I grew up within and around a ghost of 1970s architecture and design. As an adult I wound up moving into a suburb built in 1968 for this reason.
It's less nostalgia and more like a vague sense of familiarity that you can only scratch the surface of in your mind.
You could look from one end to the other, seeing a series of doorways, and then walk through them all; every time I walked from one room to another, by brain would do a little power cycle as it tried to deal with the sensation of having walked into the room I'd just exited.

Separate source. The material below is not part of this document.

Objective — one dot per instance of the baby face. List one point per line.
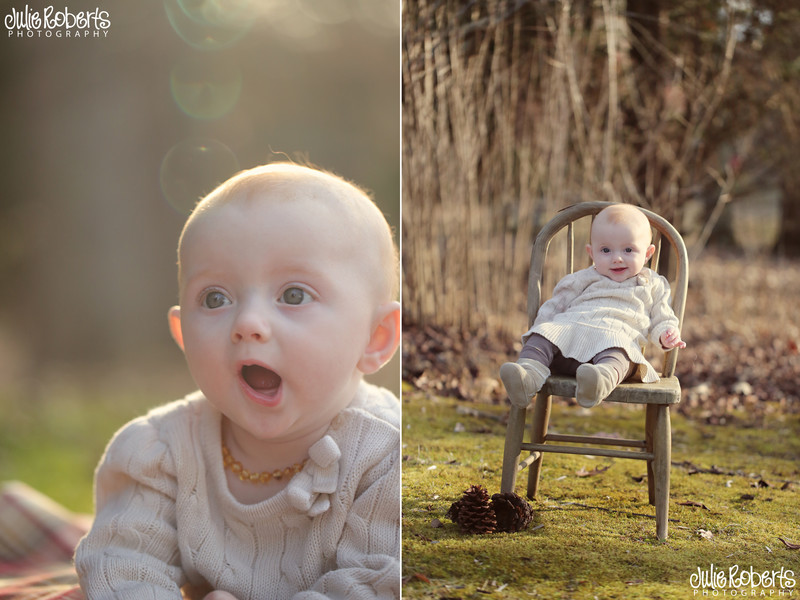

The deeper-in I got, the more I couldn't shake the feeling that something was "off" about the whole set-up; there were windows, but looking out them, the view felt... fake? It's hard to describe.
This was a few years after SCP became popular, but before the Backrooms - which was why I immediately understood the appeal.
My teenage daughter is really into this genre but has never actually been in a mostly abandoned 90s mall or fluorescent-lit business park office space herself.
But don't underestimate how much history bleeds forwards in time in various bits of cultural ephemera that can still be absorbed by younger people. She doesn't have much first-had experience with spaces with this vibe, but there is ample second-hand media of it and enough bits and pieces of it still in the real world for it to be both somewhat familiar and enticingly exotic to her.
Also, the infinite corridors is only part of the appeal. There are other ways in which such spaces can become eerie. I remember how I used to often be the only person still working in an open floor plan office in the evening. There was no sense of infinite corridors, but the dimness with one area alone illuminated by motion-detected light was spooky, and so were the sounds of the HVAC system and of doors and elevators somewhere in a different part of the building. There was also an uncanny empty feeling of seeing all the chairs and desks with no humans at them.
That's kinda more what the german concept of "unheimlich" is like. Even though it usually gets translated to English as "uncanny", it's more literally "un-homelike", when the familiar (home) turns unfamiliar (un-homelike) in an unexpected way. A common idea in that would be something like the discovery of a hidden room in your house, especially in some weird non-euclidean way ("it's bigger on the inside" for example, like a tardis).
I think it is something that people are aware of, perhaps subconsciously, from cultural exposure. But, I also think many (most?) people have at least some personal experience of a similar sort. Not the full-blown delusional state, but an anxious moment of having feelings of recognition or safety turn inside-out as they realize things are not as they first appeared.
During the 60s and 70s, in order to accommodate baby boomers, new buildings were built on existing school grounds, and while they were not cookie cutter copies of each other, they followed the same architectural and civil engineering principles: identical ceiling height, same fixtures, same walls, same classroom door arches, same bathroom stalls, toilets, similar fire exit paths, identical heavy steel and steel wired glass external doors, staircase layouts...
But given every location had its own available surface and urban/terrain/attendance needs, they were anywhere from 1 to 4 floors, straight corridors, or in L, or rectangular with inner courtyard, with and without basement, and overall significant practical deviations from some common standard blueprint (though I never found the common denominator) but keeping everything else the same. It was extremely eerie and disorienting visiting a different school, or getting used to another school when you moved, especially after hours when they're empty.
It's probably similar to the khrushchyovki/stalinki residential buildings in post-Soviet countries, though I've only visited them well after the collapse and they've evolved on their own. Meanwhile these schools I mention, look actually frozen in time.
https://www.sciencefocus.com/the-human-body/anemoia-nostalgi...
I watched the film Asteroid City last night, and the setting gave me this exact emotion.